Berlin Finanzierung verweigert: Steht das 49-Euro-Ticket vor dem Aus?
Lange diskutiert, groß angekündigt – und jetzt? Das Deutschlandticket, mit dem man für 49 Euro monatlich durch die ganze Republik fahren könnte, steht auf der Kippe. Die Lösung wäre mehr Geld. Und hier scheitert es vor allem an einem Akteur.
Erst Januar, dann März, April und zwischenzeitlich war schon Mai im Gespräch: Die Rede ist vom Startzeitpunkt des deutschlandweiten 49-Euro-Tickets. Lange haben Bund und Länder zuvor schon miteinander gerungen, um sich überhaupt auf einen Nachfolger für das 9-Euro-Ticket aus dem Sommer zu einigen. Und jetzt? Steht das Deutschlandticket vielleicht ganz vor dem Aus?
Die Umsetzung ist zumindest fraglich, wie der „Spiegel“ schreibt. Geeinigt haben sich die Verkehrsminister auf ihrer Konferenz am Dienstag theoretisch auf den 1. April als Startdatum für das 49-Euro-Ticket. Allerdings heißt es auch nur, dass der Termin „angestrebt“ werde.
Doch die Probleme lassen nicht nach.

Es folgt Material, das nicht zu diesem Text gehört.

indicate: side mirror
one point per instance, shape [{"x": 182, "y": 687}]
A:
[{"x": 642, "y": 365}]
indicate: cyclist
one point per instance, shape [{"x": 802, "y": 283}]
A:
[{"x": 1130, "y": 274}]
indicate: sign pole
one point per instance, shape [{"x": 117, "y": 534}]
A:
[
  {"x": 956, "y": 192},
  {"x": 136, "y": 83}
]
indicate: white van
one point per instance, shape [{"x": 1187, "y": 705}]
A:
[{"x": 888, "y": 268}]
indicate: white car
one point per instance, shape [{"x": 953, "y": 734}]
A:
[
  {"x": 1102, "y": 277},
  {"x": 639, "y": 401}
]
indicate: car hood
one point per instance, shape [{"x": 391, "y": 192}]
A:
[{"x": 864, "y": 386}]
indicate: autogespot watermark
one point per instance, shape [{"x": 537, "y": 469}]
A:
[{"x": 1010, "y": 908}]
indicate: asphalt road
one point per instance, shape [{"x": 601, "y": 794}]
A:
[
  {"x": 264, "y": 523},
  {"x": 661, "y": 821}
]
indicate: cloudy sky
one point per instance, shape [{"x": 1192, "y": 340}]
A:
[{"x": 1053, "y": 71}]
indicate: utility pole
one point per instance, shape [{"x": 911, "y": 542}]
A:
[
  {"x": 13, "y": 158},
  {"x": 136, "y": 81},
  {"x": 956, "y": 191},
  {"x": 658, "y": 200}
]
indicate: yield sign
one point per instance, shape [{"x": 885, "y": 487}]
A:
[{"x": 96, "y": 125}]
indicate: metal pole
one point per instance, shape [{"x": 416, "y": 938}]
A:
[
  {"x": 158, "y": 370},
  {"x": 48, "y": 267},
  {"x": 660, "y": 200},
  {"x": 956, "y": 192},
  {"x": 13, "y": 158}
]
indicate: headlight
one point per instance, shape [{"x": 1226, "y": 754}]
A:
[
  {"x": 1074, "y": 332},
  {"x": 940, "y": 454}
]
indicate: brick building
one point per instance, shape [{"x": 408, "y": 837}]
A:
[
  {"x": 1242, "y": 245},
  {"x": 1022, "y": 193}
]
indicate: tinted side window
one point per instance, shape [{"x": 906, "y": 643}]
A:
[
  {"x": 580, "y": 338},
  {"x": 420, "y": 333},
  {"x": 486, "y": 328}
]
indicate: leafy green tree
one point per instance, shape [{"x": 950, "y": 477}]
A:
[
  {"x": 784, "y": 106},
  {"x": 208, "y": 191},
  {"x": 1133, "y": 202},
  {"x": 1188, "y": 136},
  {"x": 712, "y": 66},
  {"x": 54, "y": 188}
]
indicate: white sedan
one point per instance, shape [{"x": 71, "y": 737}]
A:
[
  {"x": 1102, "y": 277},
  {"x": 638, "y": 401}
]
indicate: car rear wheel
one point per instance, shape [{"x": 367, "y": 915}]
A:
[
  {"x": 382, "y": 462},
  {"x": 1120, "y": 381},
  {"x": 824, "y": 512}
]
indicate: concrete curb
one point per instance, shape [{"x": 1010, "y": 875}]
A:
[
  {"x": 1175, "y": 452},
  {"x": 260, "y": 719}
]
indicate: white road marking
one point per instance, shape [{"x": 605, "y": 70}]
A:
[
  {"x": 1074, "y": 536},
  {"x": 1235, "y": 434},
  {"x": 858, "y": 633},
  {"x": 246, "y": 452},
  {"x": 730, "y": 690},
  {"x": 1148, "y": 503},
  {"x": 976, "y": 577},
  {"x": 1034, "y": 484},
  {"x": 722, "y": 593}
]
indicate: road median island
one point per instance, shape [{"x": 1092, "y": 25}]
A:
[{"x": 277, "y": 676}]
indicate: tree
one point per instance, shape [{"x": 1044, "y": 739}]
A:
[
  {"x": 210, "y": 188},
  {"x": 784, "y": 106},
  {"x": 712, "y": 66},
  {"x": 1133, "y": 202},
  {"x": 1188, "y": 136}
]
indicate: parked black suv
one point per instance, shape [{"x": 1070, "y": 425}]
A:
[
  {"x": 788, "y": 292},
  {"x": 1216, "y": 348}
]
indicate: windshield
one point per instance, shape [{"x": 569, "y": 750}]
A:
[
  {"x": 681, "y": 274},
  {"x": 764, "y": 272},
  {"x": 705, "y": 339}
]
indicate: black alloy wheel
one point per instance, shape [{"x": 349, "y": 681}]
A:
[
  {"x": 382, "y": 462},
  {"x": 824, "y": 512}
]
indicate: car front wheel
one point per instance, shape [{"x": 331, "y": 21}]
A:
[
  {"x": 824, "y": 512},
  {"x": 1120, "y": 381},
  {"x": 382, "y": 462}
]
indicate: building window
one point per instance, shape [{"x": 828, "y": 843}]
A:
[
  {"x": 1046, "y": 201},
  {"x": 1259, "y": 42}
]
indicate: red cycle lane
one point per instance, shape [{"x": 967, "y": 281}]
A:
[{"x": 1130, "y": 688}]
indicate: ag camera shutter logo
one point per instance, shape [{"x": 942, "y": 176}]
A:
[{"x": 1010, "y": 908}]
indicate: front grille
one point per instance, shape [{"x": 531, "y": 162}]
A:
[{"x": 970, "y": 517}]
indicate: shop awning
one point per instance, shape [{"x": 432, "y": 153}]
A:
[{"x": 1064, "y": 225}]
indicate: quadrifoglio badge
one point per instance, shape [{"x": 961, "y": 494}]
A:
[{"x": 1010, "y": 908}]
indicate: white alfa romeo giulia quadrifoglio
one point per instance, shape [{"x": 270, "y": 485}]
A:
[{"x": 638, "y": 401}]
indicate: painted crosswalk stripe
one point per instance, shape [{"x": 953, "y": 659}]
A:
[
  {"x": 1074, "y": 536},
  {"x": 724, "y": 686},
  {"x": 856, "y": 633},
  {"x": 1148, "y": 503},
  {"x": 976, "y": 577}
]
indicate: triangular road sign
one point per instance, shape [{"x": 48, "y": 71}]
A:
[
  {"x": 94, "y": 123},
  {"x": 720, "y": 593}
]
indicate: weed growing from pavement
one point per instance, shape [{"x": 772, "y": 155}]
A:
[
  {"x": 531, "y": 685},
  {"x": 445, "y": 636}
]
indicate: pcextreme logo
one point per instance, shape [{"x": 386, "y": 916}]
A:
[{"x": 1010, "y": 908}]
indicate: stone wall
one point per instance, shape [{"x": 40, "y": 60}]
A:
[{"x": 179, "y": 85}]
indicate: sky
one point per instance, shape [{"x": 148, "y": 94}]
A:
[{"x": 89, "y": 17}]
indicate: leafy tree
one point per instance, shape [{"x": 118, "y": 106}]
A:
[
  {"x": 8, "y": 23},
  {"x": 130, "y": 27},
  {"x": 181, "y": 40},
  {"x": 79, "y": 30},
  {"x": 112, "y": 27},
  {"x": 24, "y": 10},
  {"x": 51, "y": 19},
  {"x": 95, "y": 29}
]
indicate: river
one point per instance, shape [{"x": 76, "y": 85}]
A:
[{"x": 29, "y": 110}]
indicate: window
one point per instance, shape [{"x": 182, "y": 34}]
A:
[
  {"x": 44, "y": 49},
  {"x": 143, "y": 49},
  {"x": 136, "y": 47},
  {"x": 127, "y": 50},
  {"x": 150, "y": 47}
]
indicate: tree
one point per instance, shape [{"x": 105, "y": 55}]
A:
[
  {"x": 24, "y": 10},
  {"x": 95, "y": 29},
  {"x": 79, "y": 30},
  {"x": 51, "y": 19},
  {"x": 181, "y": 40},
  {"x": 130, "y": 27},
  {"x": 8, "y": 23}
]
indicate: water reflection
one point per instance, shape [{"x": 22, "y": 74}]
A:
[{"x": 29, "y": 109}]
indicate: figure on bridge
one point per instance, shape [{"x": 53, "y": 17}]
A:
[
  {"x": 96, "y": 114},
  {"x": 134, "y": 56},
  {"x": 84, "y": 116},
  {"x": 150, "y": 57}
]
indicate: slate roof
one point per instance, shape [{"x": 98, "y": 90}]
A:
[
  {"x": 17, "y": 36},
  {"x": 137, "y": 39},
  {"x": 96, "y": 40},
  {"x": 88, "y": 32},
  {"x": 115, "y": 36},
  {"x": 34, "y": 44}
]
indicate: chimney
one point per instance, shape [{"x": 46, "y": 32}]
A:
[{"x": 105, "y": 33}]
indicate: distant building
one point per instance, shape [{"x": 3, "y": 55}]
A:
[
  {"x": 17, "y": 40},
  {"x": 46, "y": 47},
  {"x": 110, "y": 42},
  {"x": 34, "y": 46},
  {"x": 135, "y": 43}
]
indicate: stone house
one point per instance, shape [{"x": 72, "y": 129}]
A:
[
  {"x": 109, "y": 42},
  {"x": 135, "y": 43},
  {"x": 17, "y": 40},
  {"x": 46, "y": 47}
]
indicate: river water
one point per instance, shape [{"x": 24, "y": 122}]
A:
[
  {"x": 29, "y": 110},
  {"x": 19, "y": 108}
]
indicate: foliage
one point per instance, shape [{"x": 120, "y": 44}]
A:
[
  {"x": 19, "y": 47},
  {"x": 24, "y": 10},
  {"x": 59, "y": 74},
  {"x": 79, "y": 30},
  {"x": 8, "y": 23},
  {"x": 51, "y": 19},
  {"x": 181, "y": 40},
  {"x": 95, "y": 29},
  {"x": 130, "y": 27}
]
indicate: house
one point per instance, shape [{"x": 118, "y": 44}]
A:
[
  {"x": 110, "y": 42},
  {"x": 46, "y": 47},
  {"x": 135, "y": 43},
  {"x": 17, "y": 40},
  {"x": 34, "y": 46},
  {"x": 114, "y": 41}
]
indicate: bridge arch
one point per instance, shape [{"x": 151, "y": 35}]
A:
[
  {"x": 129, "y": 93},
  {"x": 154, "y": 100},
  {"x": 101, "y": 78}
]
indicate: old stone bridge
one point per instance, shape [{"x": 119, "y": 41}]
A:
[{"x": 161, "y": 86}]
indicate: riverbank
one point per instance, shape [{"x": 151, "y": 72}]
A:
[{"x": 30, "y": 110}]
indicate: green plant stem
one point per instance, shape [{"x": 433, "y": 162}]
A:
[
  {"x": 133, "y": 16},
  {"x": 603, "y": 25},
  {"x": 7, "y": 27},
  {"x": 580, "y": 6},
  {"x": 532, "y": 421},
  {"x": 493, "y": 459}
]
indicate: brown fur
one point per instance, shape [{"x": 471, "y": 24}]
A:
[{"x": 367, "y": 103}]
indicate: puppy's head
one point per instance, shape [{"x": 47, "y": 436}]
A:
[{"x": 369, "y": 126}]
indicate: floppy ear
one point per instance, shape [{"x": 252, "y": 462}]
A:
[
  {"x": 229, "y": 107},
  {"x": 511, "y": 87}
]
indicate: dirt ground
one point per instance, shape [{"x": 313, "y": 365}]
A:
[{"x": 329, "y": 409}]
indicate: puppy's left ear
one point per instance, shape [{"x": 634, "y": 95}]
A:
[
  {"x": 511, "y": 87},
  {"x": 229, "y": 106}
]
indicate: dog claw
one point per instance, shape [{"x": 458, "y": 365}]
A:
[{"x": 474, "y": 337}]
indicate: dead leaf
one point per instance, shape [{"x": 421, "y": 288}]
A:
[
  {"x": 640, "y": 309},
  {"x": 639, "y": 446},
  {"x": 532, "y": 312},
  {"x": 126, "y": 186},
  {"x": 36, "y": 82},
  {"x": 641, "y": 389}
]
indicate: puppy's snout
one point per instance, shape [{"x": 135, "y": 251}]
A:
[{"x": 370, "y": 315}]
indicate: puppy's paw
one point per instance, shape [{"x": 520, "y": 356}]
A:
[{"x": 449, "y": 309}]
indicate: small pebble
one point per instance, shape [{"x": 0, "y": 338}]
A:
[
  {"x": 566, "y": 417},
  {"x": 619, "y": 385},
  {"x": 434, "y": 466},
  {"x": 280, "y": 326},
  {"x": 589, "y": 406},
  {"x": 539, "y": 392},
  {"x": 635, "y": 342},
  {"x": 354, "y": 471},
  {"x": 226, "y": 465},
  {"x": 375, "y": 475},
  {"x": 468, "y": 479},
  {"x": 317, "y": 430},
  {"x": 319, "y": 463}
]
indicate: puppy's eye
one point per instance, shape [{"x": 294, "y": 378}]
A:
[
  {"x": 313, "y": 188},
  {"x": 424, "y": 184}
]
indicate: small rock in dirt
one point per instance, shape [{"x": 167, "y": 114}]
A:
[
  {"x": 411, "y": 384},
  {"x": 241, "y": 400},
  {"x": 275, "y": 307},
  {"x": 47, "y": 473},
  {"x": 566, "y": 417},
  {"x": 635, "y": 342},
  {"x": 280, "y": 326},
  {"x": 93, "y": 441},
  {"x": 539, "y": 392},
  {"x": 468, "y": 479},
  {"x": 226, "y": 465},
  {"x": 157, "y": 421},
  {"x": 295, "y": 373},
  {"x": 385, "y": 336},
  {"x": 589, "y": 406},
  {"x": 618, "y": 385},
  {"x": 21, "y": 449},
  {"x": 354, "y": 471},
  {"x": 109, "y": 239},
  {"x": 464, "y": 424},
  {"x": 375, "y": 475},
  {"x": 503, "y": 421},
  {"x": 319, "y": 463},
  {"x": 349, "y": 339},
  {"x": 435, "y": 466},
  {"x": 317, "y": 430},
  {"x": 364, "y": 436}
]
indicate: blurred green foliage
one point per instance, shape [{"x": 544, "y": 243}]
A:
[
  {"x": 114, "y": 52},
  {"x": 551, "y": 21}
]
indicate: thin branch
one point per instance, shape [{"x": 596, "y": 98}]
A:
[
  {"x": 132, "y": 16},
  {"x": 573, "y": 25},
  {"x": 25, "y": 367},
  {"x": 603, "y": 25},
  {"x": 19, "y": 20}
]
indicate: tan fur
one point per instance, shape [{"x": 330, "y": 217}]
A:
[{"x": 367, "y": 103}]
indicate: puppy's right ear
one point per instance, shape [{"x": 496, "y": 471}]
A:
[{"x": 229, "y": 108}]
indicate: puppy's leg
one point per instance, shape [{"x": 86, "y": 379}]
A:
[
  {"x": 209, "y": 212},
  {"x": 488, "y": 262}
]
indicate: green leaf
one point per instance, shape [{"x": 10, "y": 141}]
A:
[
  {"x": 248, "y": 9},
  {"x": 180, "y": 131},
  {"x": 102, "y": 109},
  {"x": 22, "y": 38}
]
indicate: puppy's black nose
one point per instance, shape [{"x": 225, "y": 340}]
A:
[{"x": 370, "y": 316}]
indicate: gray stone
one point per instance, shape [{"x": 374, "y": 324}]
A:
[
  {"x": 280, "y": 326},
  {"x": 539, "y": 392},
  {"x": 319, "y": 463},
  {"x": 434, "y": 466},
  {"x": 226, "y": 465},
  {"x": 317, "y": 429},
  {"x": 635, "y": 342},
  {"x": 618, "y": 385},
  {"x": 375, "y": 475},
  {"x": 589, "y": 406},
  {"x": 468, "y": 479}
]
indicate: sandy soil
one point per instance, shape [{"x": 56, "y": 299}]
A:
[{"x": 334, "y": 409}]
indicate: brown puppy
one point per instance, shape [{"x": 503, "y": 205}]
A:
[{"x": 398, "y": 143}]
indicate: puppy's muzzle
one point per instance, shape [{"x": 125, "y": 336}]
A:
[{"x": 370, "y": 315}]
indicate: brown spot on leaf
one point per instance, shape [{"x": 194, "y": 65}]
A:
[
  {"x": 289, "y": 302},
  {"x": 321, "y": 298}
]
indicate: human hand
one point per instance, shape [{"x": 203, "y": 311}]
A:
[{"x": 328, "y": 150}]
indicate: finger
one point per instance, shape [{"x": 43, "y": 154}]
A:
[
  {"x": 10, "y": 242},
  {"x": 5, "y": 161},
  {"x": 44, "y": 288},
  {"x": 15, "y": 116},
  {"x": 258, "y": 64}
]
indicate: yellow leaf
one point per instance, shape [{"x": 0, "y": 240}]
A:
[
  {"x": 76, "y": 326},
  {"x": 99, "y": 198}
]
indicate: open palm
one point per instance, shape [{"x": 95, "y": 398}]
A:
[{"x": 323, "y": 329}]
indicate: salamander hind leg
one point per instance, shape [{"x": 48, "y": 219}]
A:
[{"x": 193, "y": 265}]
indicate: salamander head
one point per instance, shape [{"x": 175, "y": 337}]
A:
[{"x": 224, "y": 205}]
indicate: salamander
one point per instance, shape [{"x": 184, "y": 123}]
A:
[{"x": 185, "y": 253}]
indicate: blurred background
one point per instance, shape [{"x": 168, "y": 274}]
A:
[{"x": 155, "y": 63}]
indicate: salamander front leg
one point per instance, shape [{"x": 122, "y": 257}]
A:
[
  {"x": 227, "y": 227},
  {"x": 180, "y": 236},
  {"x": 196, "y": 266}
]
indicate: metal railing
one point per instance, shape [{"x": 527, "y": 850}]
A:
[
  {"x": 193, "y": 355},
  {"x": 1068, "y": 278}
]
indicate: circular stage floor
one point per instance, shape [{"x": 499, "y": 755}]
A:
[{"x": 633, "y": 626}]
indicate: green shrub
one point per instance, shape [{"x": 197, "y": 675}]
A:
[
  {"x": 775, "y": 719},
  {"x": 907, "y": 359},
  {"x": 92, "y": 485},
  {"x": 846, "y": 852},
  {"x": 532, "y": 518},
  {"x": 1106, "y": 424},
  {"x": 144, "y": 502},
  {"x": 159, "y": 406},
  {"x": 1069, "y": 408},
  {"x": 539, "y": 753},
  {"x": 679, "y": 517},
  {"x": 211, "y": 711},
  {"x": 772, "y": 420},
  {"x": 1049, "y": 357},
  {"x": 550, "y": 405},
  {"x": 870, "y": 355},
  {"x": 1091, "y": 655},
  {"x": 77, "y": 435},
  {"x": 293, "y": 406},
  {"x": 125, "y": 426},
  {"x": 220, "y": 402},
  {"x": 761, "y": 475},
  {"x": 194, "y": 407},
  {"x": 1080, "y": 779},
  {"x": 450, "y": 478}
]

Das verhältnismäßig günstige Ticket, dass die Bevölkerung vermehrt in Busse und Bahnen locken soll, wäre für den Staat teurer als gedacht. Bisher stellen Bund und Länder drei Milliarden Euro zur Verfügung, um den Verkehrsbetrieben die wegfallenden Einnahmen durch teurere Fahrkarten zu ersetzen. Und mehr Geld gebe es auch nicht, machte Bundesverkehrsminister Volker Wissing während des Ministertreffens unmissverständlich klar.
Das ist aber zu wenig, wie unter anderem die Gewerkschaft Verdi kritisiert. Denn es müsse nicht nur das Deutschlandticket finanziert werden, gleichzeitig müsse auch allgemein viel mehr Geld in den ÖPNV gesteckt werden. Schon jetzt werden in weiten Teilen des Landes die Fahrpläne ausgedünnt, es droht eher ein Abbau des vorhandenen Angebots als ein Ausbau.
Nicht zu vergessen sind innerhalb der ganzen Diskussion auch die Verkehrsbetriebe und -verbünde, die entscheidend an der Umsetzung des 49-Euro-Tickets mitarbeiten müssen. Und das, obwohl sie damit teilweise gegen ihre eigenen Finanzinteressen handeln; man denke nur an private Busunternehmen.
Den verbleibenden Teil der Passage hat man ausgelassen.